The engines of this valley have a whistle, the echoes of which sound like iterated gasps and sobs. I always think of them as crude music from the soul of Avey. We sat there holding hands. Our palms were soft and warm against each other. (60)
I just thought this passage was interesting because it describes something so modern, an engine, that has a particular crude, and possibly unsophisticated, sound of something like the “Cotton Song” (13).
“Where was his boyhood now? Where was the soul that had hung back from her destiny, to brood alone upon the shame of her wounds and in her house of squalor and subterfuge to queen it in faded cerements and wreaths that withered at the touch?
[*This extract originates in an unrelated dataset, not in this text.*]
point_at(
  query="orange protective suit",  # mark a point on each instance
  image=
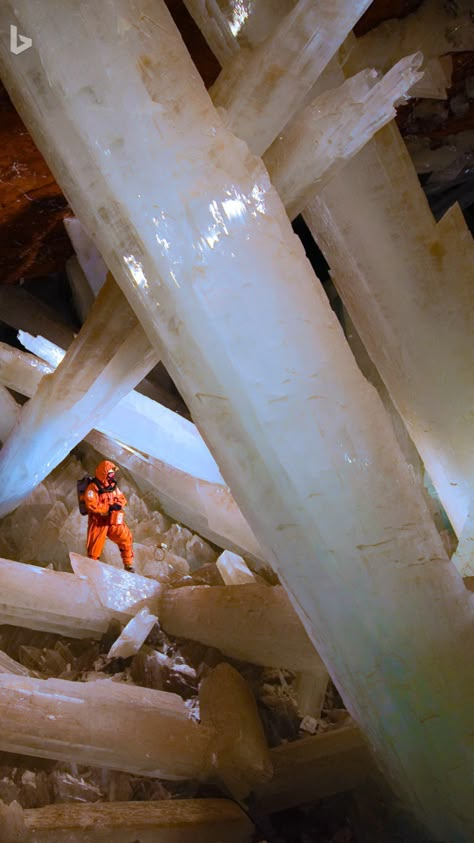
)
(99, 497)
Or where was he?” (144)
I think that it is very interesting that Stephen attributes female characteristics to his soul, calling it at various times a ‘she.’ In this passage, there is an allusion to her power, a ‘queen,’ but that power has gone away and become ‘faded.’ This may refer to him growing out of childhood and the permanent condition of his soul in an impure state as an adult.
“But, O, the road there between the trees was dark! You would be lost in the dark. It made him afraid to think of how it was.”
James Joyce, A Portrait of the Artist as a Young Man (New York: Oxford University Press, 2008), pg. 14
One of the earliest examples of the delay of referent due to the fact that ‘it’ is never clarified.